High school (9-12): The plan becomes course-based. Each subject is now a named course that will appear on your child's transcript. Document the curriculum used, the skills assessed, and the credit awarded for each course. Virginia homeschool students do not receive a state-accredited diploma, so the parent issues the diploma and maintains the transcript. What you document now is what colleges and employers will see later.
Protecting Yourself from Over-Documentation
The single most common administrative mistake Virginia homeschool parents make is submitting more documentation than the law requires. Detailed lesson plans, attendance records, daily grade logs — none of these are required under § 22.1-254.1 for the annual NOI submission. Virginia does not require attendance tracking for home instruction.

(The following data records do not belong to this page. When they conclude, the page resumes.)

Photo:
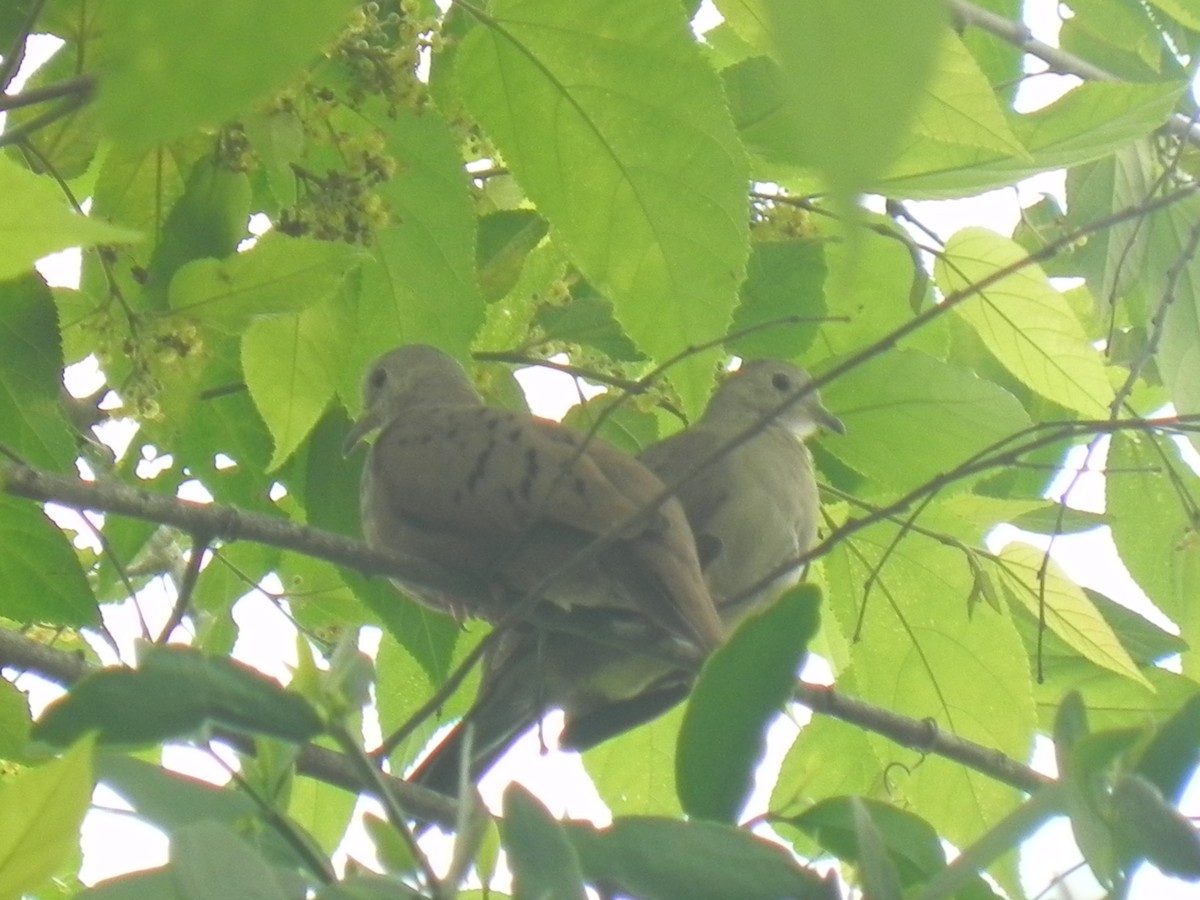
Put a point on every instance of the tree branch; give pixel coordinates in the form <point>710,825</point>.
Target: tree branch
<point>65,669</point>
<point>1057,59</point>
<point>233,525</point>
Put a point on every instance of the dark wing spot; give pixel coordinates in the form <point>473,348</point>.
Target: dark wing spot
<point>480,468</point>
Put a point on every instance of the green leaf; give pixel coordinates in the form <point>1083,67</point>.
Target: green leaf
<point>663,858</point>
<point>171,801</point>
<point>171,66</point>
<point>785,279</point>
<point>960,107</point>
<point>280,275</point>
<point>1159,832</point>
<point>1024,321</point>
<point>1181,10</point>
<point>1089,123</point>
<point>292,366</point>
<point>41,579</point>
<point>15,721</point>
<point>895,401</point>
<point>853,76</point>
<point>67,144</point>
<point>1169,761</point>
<point>41,811</point>
<point>648,787</point>
<point>1066,609</point>
<point>1173,270</point>
<point>423,287</point>
<point>880,876</point>
<point>588,319</point>
<point>210,861</point>
<point>1121,37</point>
<point>922,652</point>
<point>505,239</point>
<point>208,220</point>
<point>741,689</point>
<point>173,694</point>
<point>544,862</point>
<point>615,125</point>
<point>31,420</point>
<point>911,844</point>
<point>1145,641</point>
<point>36,221</point>
<point>1113,259</point>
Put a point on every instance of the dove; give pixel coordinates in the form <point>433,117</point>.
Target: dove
<point>516,501</point>
<point>753,511</point>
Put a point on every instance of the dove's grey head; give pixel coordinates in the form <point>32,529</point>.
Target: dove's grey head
<point>761,387</point>
<point>411,376</point>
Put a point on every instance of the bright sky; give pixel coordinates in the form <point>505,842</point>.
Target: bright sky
<point>114,843</point>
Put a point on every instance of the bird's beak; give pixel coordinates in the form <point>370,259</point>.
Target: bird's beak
<point>831,421</point>
<point>365,424</point>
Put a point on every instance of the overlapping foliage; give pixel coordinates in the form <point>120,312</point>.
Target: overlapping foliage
<point>522,178</point>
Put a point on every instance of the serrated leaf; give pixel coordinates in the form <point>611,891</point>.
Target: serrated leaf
<point>173,66</point>
<point>174,693</point>
<point>959,106</point>
<point>742,687</point>
<point>665,858</point>
<point>41,811</point>
<point>919,653</point>
<point>895,401</point>
<point>1163,834</point>
<point>1025,322</point>
<point>31,420</point>
<point>292,365</point>
<point>1089,123</point>
<point>1066,607</point>
<point>850,67</point>
<point>543,859</point>
<point>588,321</point>
<point>209,861</point>
<point>280,275</point>
<point>613,124</point>
<point>784,279</point>
<point>423,287</point>
<point>505,239</point>
<point>35,221</point>
<point>41,579</point>
<point>1169,761</point>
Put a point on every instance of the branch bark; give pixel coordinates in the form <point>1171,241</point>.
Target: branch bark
<point>229,523</point>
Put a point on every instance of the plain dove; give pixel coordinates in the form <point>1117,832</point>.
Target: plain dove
<point>753,511</point>
<point>514,499</point>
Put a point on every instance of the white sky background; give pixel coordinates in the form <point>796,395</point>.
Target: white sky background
<point>115,843</point>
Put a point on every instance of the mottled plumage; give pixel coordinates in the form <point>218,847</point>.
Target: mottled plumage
<point>514,498</point>
<point>753,510</point>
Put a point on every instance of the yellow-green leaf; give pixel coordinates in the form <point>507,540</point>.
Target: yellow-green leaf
<point>1024,321</point>
<point>1067,610</point>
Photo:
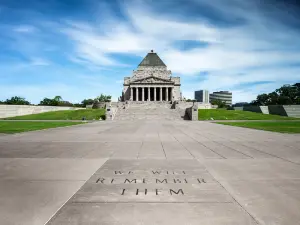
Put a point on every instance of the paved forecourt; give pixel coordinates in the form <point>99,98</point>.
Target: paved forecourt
<point>150,172</point>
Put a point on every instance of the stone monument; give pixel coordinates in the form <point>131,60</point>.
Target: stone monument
<point>152,81</point>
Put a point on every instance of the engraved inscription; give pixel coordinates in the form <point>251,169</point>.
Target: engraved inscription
<point>180,178</point>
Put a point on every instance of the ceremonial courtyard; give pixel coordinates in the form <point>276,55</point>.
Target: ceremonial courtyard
<point>149,172</point>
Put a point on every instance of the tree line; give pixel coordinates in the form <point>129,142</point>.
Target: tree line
<point>286,95</point>
<point>56,101</point>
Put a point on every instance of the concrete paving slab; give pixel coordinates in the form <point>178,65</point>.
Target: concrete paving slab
<point>152,213</point>
<point>33,202</point>
<point>268,201</point>
<point>152,150</point>
<point>255,169</point>
<point>49,169</point>
<point>169,173</point>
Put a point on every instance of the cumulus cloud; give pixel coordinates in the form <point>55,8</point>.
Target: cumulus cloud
<point>247,46</point>
<point>25,29</point>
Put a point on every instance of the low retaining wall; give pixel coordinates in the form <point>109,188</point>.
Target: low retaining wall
<point>281,110</point>
<point>111,110</point>
<point>285,110</point>
<point>258,109</point>
<point>20,110</point>
<point>192,112</point>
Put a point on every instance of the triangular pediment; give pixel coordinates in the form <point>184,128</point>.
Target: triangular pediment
<point>152,80</point>
<point>152,59</point>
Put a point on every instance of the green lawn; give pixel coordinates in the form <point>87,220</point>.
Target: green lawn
<point>222,114</point>
<point>11,127</point>
<point>89,114</point>
<point>278,126</point>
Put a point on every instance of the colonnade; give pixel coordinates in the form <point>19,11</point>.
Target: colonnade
<point>151,93</point>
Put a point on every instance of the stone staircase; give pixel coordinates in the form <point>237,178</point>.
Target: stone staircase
<point>149,111</point>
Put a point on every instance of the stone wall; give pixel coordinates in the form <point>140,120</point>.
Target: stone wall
<point>281,110</point>
<point>258,109</point>
<point>192,112</point>
<point>285,110</point>
<point>20,110</point>
<point>111,110</point>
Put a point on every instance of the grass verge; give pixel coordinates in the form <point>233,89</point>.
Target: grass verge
<point>222,114</point>
<point>292,127</point>
<point>89,114</point>
<point>11,127</point>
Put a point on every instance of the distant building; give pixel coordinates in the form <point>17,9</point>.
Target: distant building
<point>202,96</point>
<point>224,96</point>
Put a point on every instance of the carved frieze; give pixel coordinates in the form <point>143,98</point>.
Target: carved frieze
<point>152,80</point>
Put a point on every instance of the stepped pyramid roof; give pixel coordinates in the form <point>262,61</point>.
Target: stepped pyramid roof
<point>152,59</point>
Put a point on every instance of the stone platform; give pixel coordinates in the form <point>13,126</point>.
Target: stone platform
<point>150,172</point>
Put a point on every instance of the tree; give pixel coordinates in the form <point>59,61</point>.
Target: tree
<point>87,102</point>
<point>219,103</point>
<point>16,100</point>
<point>189,100</point>
<point>104,98</point>
<point>262,99</point>
<point>285,95</point>
<point>57,100</point>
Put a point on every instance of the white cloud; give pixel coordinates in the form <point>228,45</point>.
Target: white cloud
<point>39,62</point>
<point>25,29</point>
<point>260,41</point>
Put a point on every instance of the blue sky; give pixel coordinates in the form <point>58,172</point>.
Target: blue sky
<point>79,49</point>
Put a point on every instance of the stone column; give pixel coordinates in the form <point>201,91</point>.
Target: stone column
<point>160,94</point>
<point>148,93</point>
<point>167,93</point>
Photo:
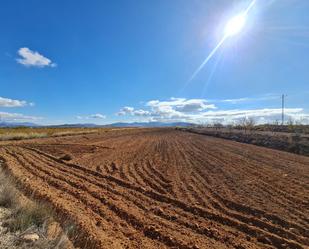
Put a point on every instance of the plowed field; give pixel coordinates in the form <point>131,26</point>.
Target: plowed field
<point>162,188</point>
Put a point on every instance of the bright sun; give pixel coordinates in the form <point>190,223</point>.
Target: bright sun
<point>235,25</point>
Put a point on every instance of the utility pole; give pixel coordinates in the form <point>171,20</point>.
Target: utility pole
<point>283,96</point>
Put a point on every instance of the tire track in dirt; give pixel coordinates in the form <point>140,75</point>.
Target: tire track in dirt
<point>171,189</point>
<point>260,225</point>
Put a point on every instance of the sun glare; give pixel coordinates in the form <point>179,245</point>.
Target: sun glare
<point>235,25</point>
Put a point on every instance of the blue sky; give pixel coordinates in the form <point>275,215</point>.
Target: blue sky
<point>100,61</point>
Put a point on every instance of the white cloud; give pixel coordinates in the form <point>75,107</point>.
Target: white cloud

Submitting it anyway creates a precedent that you are maintaining these records and willing to share them, which some school divisions will exploit in subsequent years.
Your private education plan stays private. Your subject list goes to the superintendent. Your evidence of progress — either a standardized test composite score or an evaluator's letter — goes to the superintendent by August 1. Nothing else is required by state law.
For Virginia-specific documentation tools that are calibrated to the exact boundaries of § 22.1-254.1 — including the subject list framework for the Notice of Intent, Option 4 letter templates, and end-of-year evidence organization — the Virginia Portfolio & Assessment Templates at /us/virginia/portfolio/ are built specifically for this purpose. The templates are designed to help you submit exactly what Virginia law requires, nothing more, protecting your family from the administrative overreach that generic planners invite.
Quick Reference: What to Submit vs. What to Keep Private
| Document | Submit to School Division? | Keep at Home? |
|---|---|---|
| Subject list (curriculum description) | Yes — with August 15 NOI | Keep a copy |
| Option 4 adequate education letter | Yes — if qualifying under Option 4 | Keep a copy |
| Detailed curriculum outline | No | Optional, for your own planning |
| Daily lesson plans | No | Optional |
| Attendance records | No | Optional |
| Portfolio of student work | No — give to evaluator, not superintendent | Yes |
| Evaluator's letter (if using evaluation) | Yes — by August 1 | Keep a copy |
| Standardized test composite score | Yes — by August 1 | Keep a copy |
The column on the left is short for a reason. Virginia's home instruction statute grants parents broad autonomy precisely because it limits the state's administrative reach. Your education plan — the real, detailed version — is yours to keep.